This document briefly explains why target mean value minimizes MSE error and why target median minimizes MAE.
Suppose we have a dataset $$ \{(x_i,y_i)\}_{i=1}^N $$
Basically, we are given pairs: features $x_i$ and corresponding target value $y_i \in \mathbb{R}$.
We will denote vector of targets as $y \in \mathbb{R}^N$, such that $y_i$ is target for object $x_i$. Similarly, $\hat y \in \mathbb{R}$ denotes predictions for the objects: $\hat y_i$ for object $x_i$.

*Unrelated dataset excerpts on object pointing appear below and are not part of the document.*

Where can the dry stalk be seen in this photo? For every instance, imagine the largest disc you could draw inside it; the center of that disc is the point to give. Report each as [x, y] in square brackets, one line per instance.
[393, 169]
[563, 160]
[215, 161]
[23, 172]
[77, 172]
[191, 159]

Let's start with MSE loss. It is defined as follows:
$$ MSE(y, \hat y) = \frac{1}{N} \sum_{i=1}^N (\hat y_i - y_i)^2 $$Now, the question is: if predictions for all the objects were the same and equal to $\alpha$: $\hat y_i = \alpha$, what value of $\alpha$ would minimize MSE error?
$$ \min_{\alpha} f(\alpha) = \frac{1}{N} \sum_{i=1}^N (\alpha - y_i)^2 $$The function $f(\alpha)$, that we want to minimize is smooth with respect to $\alpha$. A required condition for $\alpha^*$ to be a local optima is $$ \frac{d f}{d \alpha}\bigg|_{\alpha=\alpha^*} = 0\, . $$
Let's find the points, that satisfy the condition:
$$ \frac{d f}{d \alpha}\bigg|_{\alpha=\alpha^*} = \frac{2}{N} \sum_{i=1}^N (\alpha^* - y_i) = 0 $$$$ \frac{2}{N} \sum_{i=1}^N \alpha^* - \frac{2}{N} \sum_{i=1}^N y_i = 0 $$$$ \alpha^* - \frac{1}{N} \sum_{i=1}^N y_i = 0 $$And finally: $$ \alpha^* = \frac{1}{N} \sum_{i=1}^N y_i $$
Since second derivative $\frac{d^2 f}{d \alpha^2}$ is positive at point $\alpha^*$, then what we found is local minima.
So, that is how it is possible to find, that optial constan for MSE metric is target mean value.
Similarly to the way we found optimal constant for MSE loss, we can find it for MAE.
Recall that $ \frac{\partial |x|}{dx} = sign(x)$, where $sign$ stands for signum function . Thus
$$ \frac{d f}{d \alpha}\bigg|_{\alpha=\alpha^*} = \frac{1}{N} \sum_{i=1}^N sign(\alpha^* - y_i) = 0 $$So we need to find such $\alpha^*$ that
$$ g(\alpha^*) = \sum_{i=1}^N sign(\alpha^* - y_i) = 0 $$Note that $g(\alpha^*)$ is piecewise-constant non-decreasing function. $g(\alpha^*)=-1$ for all calues of $\alpha$ less then mimimum $y_i$ and $g(\alpha^*)=1$ for $\alpha > \max_i y_i$. The function "jumps" by $\frac{2}{N}$ at every point $y_i$. Here is an example, how this function looks like for $y = [-0.5, 0, 1, 3, 3.4]$:
Basically there are $N$ jumps of the same size, starting from $-1$ and ending at $1$. It is clear, that you need to do about $\frac{N}{2}$ jumps to hit zero. And that happens exactly at median value of the target vector $g(median(y))=0$. We should be careful and separate two cases: when there are even number of points and odd, but the intuition remains the same.